Tormenta.
Estaban bebiendo el cafe, y conversaban animasamente—¿Y qué saben de Anthoine.? —preguntó Serafina, de curiosa.
—Llamé a Giovanna el día de su cumpleaños —comentó Ariadna mientras servía un poco más de vino en su copa—. Está por retirarse. Prometió que, en cuanto su hijo se haga cargo de todo, vendrá a pasar una temporada aquí.
Esa noche, tras la partida de Hubert y su esposa, el fuego de la chimenea bañaba de luz cálida el salón.

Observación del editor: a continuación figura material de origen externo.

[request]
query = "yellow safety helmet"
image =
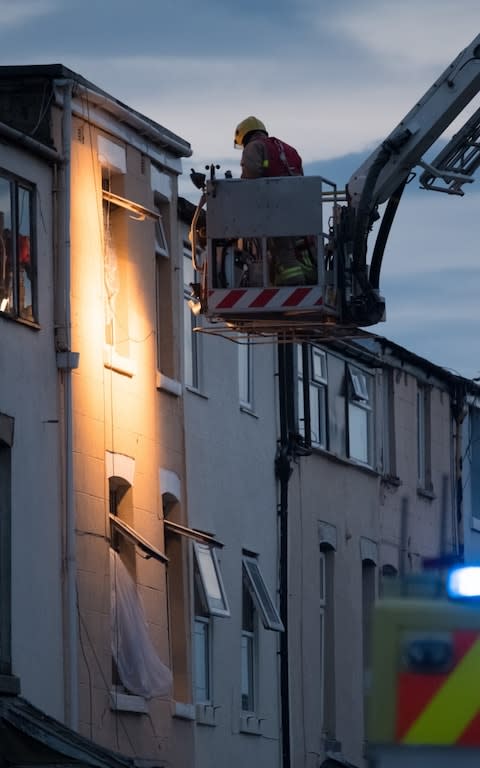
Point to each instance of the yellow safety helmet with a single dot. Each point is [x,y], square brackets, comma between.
[247,126]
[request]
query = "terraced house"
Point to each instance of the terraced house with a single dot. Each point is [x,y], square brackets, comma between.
[193,529]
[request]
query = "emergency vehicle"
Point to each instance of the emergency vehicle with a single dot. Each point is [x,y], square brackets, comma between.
[239,224]
[424,701]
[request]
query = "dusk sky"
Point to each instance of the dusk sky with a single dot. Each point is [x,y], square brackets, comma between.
[331,78]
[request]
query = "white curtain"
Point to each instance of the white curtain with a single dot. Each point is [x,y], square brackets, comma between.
[139,667]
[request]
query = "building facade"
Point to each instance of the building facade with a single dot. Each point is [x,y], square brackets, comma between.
[193,527]
[92,420]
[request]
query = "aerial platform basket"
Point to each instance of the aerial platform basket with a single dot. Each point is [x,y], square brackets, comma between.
[251,225]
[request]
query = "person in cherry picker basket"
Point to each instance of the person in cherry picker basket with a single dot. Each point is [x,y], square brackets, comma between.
[267,156]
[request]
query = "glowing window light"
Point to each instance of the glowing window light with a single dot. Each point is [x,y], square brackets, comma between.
[464,582]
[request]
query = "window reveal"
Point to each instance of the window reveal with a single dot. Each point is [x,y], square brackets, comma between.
[18,289]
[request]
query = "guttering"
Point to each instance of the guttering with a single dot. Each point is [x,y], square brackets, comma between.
[65,339]
[30,143]
[155,133]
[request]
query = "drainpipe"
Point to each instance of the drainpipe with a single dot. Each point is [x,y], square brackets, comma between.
[283,470]
[66,361]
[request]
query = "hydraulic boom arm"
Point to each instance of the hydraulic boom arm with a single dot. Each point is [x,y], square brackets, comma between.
[383,175]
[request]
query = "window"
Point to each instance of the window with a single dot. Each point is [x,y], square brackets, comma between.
[423,438]
[115,264]
[388,426]
[191,347]
[245,374]
[261,596]
[256,602]
[210,580]
[136,667]
[312,395]
[209,600]
[18,278]
[360,424]
[388,580]
[202,645]
[249,654]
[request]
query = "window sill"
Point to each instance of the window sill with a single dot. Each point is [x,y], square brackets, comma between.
[115,362]
[206,714]
[392,480]
[248,411]
[345,460]
[10,685]
[251,724]
[194,391]
[166,384]
[426,493]
[183,711]
[33,324]
[126,702]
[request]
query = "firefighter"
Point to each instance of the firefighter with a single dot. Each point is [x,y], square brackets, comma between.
[267,156]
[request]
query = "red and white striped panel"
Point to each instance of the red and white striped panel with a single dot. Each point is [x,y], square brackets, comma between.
[245,300]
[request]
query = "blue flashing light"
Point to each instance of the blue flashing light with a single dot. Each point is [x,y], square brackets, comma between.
[464,582]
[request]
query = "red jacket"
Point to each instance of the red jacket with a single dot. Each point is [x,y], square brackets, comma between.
[268,156]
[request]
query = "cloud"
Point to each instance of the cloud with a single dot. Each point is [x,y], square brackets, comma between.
[436,315]
[16,13]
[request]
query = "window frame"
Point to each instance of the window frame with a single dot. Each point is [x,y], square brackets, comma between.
[202,618]
[245,374]
[216,605]
[312,386]
[191,348]
[260,593]
[6,443]
[17,183]
[360,401]
[248,653]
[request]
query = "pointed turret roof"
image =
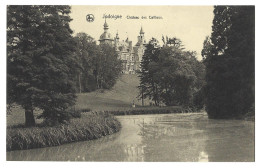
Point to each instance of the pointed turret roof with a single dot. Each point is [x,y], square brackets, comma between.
[105,24]
[141,31]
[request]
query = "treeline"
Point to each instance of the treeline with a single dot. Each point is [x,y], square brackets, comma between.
[229,56]
[47,66]
[172,76]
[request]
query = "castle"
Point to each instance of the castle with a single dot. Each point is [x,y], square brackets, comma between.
[130,55]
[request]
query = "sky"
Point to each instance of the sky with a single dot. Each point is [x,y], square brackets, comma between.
[191,24]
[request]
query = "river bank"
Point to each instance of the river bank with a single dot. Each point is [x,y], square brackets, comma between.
[90,126]
[182,137]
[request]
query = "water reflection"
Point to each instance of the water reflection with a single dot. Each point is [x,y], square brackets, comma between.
[174,137]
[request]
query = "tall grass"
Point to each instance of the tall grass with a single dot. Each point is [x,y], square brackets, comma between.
[90,126]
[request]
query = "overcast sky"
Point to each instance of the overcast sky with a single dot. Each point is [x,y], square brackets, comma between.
[189,23]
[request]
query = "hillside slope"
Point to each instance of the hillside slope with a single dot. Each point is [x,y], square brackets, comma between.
[120,96]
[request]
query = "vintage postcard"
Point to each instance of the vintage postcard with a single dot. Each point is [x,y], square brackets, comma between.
[130,83]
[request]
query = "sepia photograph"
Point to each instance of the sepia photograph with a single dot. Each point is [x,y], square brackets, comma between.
[130,83]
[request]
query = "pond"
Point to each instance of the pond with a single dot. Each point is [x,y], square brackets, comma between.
[165,137]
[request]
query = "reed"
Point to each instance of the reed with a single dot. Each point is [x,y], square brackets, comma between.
[90,126]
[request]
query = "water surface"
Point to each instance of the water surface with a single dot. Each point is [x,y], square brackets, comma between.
[164,137]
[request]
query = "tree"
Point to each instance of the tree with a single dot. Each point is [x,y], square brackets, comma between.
[108,66]
[39,61]
[148,86]
[230,62]
[169,74]
[86,51]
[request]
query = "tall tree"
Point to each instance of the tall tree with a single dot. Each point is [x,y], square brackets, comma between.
[39,57]
[86,51]
[107,66]
[230,62]
[169,74]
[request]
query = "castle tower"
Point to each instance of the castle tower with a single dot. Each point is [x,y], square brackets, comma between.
[106,37]
[140,38]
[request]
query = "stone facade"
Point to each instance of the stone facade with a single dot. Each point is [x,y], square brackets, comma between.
[130,55]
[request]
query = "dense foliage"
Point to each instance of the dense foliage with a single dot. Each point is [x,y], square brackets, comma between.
[229,56]
[39,61]
[90,126]
[171,75]
[98,65]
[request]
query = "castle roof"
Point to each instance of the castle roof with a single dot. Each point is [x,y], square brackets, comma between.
[106,35]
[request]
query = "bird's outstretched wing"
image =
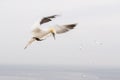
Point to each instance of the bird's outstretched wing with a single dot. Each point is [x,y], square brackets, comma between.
[64,28]
[47,19]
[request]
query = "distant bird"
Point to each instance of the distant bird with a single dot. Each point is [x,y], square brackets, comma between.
[40,34]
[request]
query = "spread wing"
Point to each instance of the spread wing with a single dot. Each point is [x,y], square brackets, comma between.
[47,19]
[64,28]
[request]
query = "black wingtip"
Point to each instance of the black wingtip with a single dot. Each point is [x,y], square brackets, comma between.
[47,19]
[71,26]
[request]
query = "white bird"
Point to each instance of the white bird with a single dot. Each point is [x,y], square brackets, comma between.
[40,34]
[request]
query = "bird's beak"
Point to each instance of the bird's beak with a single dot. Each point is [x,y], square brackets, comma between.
[53,35]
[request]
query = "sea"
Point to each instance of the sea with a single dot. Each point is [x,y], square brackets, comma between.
[30,72]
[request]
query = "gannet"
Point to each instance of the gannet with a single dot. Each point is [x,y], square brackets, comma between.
[39,34]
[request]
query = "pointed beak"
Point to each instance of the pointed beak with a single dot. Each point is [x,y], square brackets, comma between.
[53,35]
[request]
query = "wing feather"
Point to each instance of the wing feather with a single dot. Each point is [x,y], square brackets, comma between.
[64,28]
[47,19]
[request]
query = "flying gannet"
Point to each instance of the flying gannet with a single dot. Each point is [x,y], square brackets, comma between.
[39,34]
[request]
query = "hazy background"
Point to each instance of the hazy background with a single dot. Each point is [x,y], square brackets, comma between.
[95,42]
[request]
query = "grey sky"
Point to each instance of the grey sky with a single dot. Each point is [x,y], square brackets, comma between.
[99,20]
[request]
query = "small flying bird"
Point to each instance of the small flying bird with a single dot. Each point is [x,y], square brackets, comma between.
[40,34]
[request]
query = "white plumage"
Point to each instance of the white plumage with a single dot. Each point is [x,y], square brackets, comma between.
[39,34]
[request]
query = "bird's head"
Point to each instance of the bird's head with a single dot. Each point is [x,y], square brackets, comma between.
[52,30]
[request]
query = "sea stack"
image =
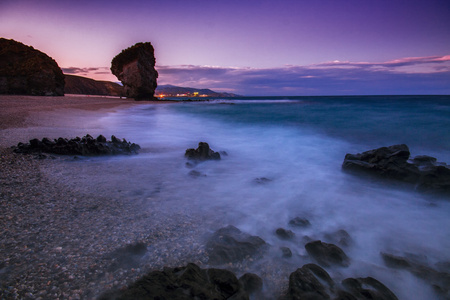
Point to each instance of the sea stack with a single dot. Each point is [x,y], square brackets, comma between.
[135,68]
[27,71]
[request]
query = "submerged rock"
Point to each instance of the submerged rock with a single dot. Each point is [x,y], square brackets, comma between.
[203,152]
[189,282]
[393,162]
[327,254]
[86,145]
[229,245]
[313,282]
[135,68]
[27,71]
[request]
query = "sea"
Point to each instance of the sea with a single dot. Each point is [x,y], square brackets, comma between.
[281,158]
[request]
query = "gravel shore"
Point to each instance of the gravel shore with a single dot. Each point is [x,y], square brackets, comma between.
[61,242]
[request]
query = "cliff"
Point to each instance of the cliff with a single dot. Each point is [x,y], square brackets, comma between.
[27,71]
[87,86]
[135,68]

Franco y Ariadna permanecieron sentados, uno junto al otro, envueltos en una atmósfera íntima. La mirada de Franco se posó en su esposa. La luz del fuego danzaba sobre su rostro, haciéndola parecer irreal, etérea. Era tan hermosa que le resultaba casi doloroso de observar.
Sin decir nada, comenzó a acariciarle suavemente el cabello, mientras ella apuraba el último trago de su copa.
—¿Por qué sigues aquí? —preguntó él en voz baja, sin mirarla.
Ariadna giró el rostro hacia él, intrigada.
—¿Cómo que por qué? Porque soy tu esposa. ¿Qué clase de pregunta es esa?